Grandmama died on 10 December 1987 at age eighty one and is buried in Woodlawn Cemetery in Williamston next to her husband and sons and close to her parents. My life is richer for having had her in it.
Gnarled hands of my parents taken in a hospital waiting room in 2006
Two young girls taken by an intinerant photographer in North Carolina about 1910
But this one is my current favorite: my grandmother Marion “Mimi” Stokes Cooke, taken about 1924 in Brooklyn.
I love my grandmother’s direct gaze in this portrait. She faced life head-on with her head held high, confident and clear-headed. Life wasn’t always easy for her but you can see the strength in her eyes.

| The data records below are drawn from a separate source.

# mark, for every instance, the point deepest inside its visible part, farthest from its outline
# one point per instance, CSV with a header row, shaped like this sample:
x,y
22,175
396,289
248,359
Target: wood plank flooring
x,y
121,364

She was the eldest child and adored daughter of Robert Thomas Cooke and Jane Morrison. She was born in 1902 and lived in Brooklyn and Queens with her parents and younger brother Leighton until she married my grandfather in March 1927 and moved to Newark, New Jersey. She died of colon cancer in 1960 at age 58 when I was five years old.
Mimi was the first member of our family to go to college, graduating in 1920 with a diploma in Trade Dressmaking from the Pratt Institute School of Domestic Arts and Sciences. She made dresses, coats, even bathing suits, for herself and her daughters, and smocked baby clothes for me. The wedding dress she created for my mom and her sister was beautifully and intricately made of satin and lace.
When she married in 1927, she moved into my grandfather’s childhood home, complete with a mother-in-law who refused to allow Mimi to cook meals until World War II rationing became too hard for her to deal with. Mimi developed a treasure trove of dessert recipes for my grandfather’s sweet tooth and I’m fortunate to have her recipe box, though some would be hard to make now since directions are sketchy.
My grandmother was all about family. She had a large complement of Cooke cousins and during the Depression, her mother and grandmother moved from Brooklyn into a house a few doors down the street so she was able to see them often. She was playful with a sweet smile, and enjoyed vacations at their beach home in Manasquan. We lived an hour away when I was a child and she and my mom were able to see each other often. She died too young.
Although I have many pictures of my grandmother, this one is my favorite. I love her eyes, her soft but not quite perfect hair, the big flower on the dress that I imagine she made herself. She looks like someone who knows herself and is looking straight ahead at life.